E i suoi unici due album – l’omonimo del 2006, il già citato Untrue dell’anno successivo – traducevano davvero quelle suggestioni in un sound personalissimo, tra dubstep, UK Garage e ambient, fatto di battiti frammentati e irregolari e voci iper-effettate di genere indefinibile e intriso di una nostalgia hauntologica tutta britannica. Una musica che era insieme omaggio alla cultura underground elettronica anni Novanta – irripetibile per qualità e partecipazione comunitaria – e racconto in differita del dolorosissimo risveglio dal sogno rave, uno stanco trascinarsi in una post-vita stordita, avvolta dalla nebbia.

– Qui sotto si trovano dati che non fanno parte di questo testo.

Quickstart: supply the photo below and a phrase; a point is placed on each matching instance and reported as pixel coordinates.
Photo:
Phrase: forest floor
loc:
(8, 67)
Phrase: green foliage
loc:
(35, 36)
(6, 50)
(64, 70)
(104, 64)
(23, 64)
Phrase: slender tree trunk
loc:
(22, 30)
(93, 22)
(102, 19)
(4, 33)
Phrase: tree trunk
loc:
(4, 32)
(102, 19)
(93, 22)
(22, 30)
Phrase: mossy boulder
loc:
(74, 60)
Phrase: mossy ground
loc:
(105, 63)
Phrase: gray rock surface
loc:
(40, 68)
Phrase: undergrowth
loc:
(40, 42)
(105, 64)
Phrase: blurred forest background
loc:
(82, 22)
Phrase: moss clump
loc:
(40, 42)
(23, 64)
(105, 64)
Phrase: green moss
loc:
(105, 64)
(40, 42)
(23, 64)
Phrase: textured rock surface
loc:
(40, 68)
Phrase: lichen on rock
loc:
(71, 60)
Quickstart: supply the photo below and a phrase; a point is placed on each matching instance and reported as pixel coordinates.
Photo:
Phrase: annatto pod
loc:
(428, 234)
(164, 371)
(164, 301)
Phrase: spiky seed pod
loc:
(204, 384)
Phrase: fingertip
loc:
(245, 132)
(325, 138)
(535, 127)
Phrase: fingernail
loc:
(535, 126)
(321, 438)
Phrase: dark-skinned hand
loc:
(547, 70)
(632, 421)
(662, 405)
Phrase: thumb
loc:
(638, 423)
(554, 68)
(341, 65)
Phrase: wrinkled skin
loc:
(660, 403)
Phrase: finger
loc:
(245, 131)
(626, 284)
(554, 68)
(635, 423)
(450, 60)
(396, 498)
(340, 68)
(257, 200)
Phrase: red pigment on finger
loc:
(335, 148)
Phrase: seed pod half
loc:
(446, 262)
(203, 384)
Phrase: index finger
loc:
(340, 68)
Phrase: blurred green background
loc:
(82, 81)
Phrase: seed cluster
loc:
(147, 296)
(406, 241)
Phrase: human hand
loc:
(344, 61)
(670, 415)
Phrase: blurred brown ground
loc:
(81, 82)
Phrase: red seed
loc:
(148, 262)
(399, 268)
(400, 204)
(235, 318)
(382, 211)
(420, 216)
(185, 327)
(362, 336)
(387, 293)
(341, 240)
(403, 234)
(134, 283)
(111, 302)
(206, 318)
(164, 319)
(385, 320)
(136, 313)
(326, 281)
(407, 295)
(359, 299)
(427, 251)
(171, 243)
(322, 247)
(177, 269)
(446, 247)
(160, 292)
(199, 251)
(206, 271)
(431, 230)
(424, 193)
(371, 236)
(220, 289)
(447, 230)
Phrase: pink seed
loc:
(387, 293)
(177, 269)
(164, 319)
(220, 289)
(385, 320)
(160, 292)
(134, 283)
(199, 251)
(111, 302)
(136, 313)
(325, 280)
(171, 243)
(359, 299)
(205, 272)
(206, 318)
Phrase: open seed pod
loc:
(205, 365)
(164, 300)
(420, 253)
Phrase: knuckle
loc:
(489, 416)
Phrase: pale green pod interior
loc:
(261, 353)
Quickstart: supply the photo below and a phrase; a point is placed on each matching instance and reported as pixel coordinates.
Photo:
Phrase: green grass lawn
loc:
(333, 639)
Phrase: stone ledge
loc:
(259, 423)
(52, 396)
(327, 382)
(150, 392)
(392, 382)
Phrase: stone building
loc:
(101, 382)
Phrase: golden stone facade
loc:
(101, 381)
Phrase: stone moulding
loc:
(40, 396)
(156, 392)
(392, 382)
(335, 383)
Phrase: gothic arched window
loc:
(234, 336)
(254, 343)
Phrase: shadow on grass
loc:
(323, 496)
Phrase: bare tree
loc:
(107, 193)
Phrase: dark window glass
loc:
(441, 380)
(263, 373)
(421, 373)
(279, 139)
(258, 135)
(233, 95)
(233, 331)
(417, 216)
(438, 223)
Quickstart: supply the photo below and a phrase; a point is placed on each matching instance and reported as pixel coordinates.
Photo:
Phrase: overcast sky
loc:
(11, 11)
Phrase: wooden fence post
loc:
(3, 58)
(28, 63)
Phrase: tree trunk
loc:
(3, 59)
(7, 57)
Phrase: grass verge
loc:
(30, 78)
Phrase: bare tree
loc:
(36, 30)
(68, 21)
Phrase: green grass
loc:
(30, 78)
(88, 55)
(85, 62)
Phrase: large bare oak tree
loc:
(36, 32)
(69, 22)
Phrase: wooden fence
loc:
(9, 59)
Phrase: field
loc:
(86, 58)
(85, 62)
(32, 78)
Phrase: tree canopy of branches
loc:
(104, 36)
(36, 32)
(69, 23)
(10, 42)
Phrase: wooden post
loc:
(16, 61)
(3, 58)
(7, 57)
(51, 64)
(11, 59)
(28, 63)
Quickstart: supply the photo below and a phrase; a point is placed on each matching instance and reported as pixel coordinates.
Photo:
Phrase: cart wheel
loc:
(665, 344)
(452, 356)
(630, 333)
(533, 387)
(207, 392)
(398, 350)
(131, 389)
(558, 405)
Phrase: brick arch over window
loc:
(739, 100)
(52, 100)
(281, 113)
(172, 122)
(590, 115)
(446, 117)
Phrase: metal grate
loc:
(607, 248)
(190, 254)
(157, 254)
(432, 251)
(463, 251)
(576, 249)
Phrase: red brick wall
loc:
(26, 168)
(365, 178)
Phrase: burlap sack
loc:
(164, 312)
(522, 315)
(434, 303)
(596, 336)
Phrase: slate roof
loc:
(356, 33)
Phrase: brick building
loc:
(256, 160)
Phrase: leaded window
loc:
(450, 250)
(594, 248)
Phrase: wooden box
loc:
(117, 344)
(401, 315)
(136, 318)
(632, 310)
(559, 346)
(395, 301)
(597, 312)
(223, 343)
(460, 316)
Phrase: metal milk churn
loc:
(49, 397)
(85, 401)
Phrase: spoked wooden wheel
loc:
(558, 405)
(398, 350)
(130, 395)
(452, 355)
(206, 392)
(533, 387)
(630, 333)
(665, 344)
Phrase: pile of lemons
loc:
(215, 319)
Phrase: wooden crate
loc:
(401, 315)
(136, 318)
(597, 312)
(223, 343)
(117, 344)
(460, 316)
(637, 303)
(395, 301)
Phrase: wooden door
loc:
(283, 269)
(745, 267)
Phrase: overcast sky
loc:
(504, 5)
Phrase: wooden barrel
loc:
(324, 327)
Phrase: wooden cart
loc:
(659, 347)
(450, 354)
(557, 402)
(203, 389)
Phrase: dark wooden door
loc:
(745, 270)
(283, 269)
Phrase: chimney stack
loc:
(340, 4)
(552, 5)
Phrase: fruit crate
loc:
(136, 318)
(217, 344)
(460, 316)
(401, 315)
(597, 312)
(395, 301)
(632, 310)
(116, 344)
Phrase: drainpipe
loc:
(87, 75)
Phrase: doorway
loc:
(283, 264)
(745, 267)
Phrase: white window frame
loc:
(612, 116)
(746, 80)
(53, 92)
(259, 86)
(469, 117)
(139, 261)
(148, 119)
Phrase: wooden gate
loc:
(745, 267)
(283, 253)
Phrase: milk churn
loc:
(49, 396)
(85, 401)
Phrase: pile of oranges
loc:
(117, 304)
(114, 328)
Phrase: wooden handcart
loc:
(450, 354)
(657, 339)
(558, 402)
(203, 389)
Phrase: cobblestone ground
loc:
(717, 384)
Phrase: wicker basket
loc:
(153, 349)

Ma la storia di Bevan è una storia di fantasmi, ed è assolutamente appropriato che a quel periodo di iniziale sovraesposizione mediatica abbia fatto seguito una carriera che si potrebbe definire una quieta dissolvenza. Non fosse che, pure in mancanza di nuovi full-length da ormai un quindicennio, Burial abbia prodotto EP di grandissima qualità e, di tanto in tanto, veri e propri capolavori. Lo testimonia l’impressionante Tunes 2011-2019: due ore e mezza che mostrano l’evoluzione dell’artista verso una forma dai contorni sempre più sfuggenti, singole composizioni di durata chilometrica paragonabili a miniature di album.

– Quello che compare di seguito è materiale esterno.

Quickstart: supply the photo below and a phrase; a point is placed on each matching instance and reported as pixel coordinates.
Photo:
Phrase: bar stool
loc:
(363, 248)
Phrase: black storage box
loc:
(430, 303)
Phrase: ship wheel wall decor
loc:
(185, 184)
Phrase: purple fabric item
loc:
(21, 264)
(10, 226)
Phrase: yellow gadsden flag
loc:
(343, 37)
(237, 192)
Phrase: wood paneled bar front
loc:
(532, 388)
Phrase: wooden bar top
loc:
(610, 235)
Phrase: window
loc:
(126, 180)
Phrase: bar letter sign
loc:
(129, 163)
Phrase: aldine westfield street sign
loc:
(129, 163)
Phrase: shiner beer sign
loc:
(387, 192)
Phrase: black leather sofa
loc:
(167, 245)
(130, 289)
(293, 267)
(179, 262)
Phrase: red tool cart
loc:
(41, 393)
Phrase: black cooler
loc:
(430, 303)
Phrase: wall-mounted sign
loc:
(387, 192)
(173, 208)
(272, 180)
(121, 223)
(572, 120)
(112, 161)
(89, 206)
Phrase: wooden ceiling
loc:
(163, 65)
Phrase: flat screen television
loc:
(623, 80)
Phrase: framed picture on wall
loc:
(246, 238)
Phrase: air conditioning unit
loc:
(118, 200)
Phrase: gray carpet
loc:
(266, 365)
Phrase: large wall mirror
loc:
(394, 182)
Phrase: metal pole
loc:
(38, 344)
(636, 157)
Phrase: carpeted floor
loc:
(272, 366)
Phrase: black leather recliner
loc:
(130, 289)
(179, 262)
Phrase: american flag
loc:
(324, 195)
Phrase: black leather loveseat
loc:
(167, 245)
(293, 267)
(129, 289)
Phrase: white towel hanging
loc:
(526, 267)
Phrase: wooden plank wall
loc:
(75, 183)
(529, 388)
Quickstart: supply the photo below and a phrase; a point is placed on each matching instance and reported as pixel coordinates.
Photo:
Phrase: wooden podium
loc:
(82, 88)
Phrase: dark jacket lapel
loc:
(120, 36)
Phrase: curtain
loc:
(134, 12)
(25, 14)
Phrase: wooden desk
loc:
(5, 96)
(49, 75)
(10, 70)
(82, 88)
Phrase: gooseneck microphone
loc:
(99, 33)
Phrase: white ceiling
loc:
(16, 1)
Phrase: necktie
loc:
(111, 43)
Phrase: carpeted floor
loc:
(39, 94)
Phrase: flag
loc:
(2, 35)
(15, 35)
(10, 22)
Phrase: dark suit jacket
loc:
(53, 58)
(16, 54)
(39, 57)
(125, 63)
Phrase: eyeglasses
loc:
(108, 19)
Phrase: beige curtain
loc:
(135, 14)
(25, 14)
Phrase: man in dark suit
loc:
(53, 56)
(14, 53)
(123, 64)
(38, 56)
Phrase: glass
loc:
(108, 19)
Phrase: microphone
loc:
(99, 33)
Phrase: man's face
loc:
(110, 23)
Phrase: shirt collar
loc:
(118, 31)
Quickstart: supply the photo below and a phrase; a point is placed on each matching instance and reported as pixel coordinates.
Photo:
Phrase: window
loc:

Basti come esempio la straordinaria Come Down To Us, preghiera per un’empatia universale dalla melodia strappacuore e nei cui sample si riconoscono alcuni dei termini chiave della produzione del nostro – “lost”, “alone”, “dark”, “angel”, decostruiti dalla voce di una scienziata della NASA -, prima che uno speech di Lana Wachowski arrivi ad aggiungere ulteriore carico emozionale al brano più bello di quello che, a ragione, viene considerato uno dei musicisti più significativi del terzo millennio.
È tornato a farsi sentire spesso, ultimamente, Burial. Prima con una scintillante collaborazione con Thom Yorke e Four Tet, in cui il leader dei Radiohead prestava un impalpabile falsetto a un’elegia suonata dalle ultime persone rimaste sulla Terra; poi con il singolo Chemz/Dolphinz che, a una tirata rave dall’euforia incontenibile e anche un po’ tamarra, accoppiava un inquieto miraggio ambientale. Ora, infine, è la volta di un EP di quasi tre quarti d’ora, la sua release più ampia dai tempi ormai mitologici di Untrue.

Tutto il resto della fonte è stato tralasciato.